Zack Littell sat in the bullpen and watched everything unfold on Tuesday. He saw the innings pile up, the clock strike midnight and the door to bullpen open and close over and over until he was the last man to go through it.
"It kept shrinking and shrinking and then it's just me," Littell said. "I was like, 'It's kind of boring out here. Nobody's here to talk to, just hanging out.' "
The Twins were clawing through one of the longest games in club history. And someone was going to be really ticked off at the end. Because if you play that long, you better win.
"To lose a game like that would take way more out of you than winning a game propels you," catcher Mitch Garver said. "That would be so hard to go that far and use all the pitchers that you did, grind out at bats and then lose. It feels great to be on top. I've been on the losing side of those before."
Despite a series of self-inflicted setbacks — such as baserunning mistakes, botched scoring opportunities and even a collision in the outfield that allowed a ball to drop in for a double — there were smiles in the Twins clubhouse early Wednesday morning.

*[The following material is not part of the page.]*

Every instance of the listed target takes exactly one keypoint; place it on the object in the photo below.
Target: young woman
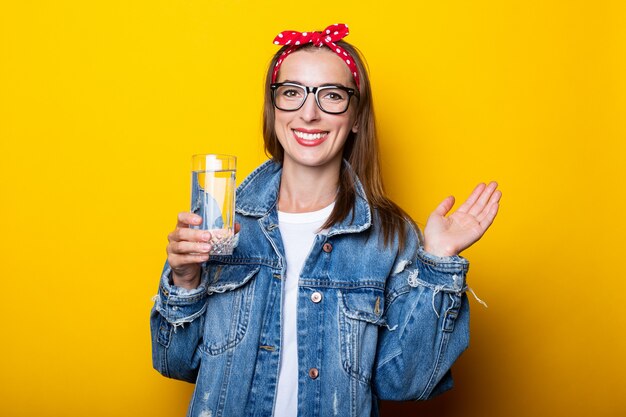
(331, 300)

Max Kepler, who tied the score in the eighth inning with an RBI single, then again with a home run in the 13th, ended the game with a 17th-inning, bases-loaded single through a five-man infield as the Twins edged Boston 4-3.
The Twins bullpen, which has had its share of mishaps in recent weeks, limited a Red Sox offense that was fifth in baseball in runs scored to only two runs over 11 innings. Boston was 1-for-13 with runners in scoring position as Twins pitchers left a least one Red Sox runner on base in each of the final six innings.
"Guys are coming out there throwing an inning, two innings, like it's nothing," Twins manager Rocco Baldelli said of a relief corps that included Ryne Harper, Trevor May, Taylor Rogers, Tyler Duffey, Blake Parker, Mike Morin, Matt Magill and Littell. "Guys are flashing stuff that we maybe haven't even seen before. It feels like there was a lot of adrenaline. Everyone was up for it."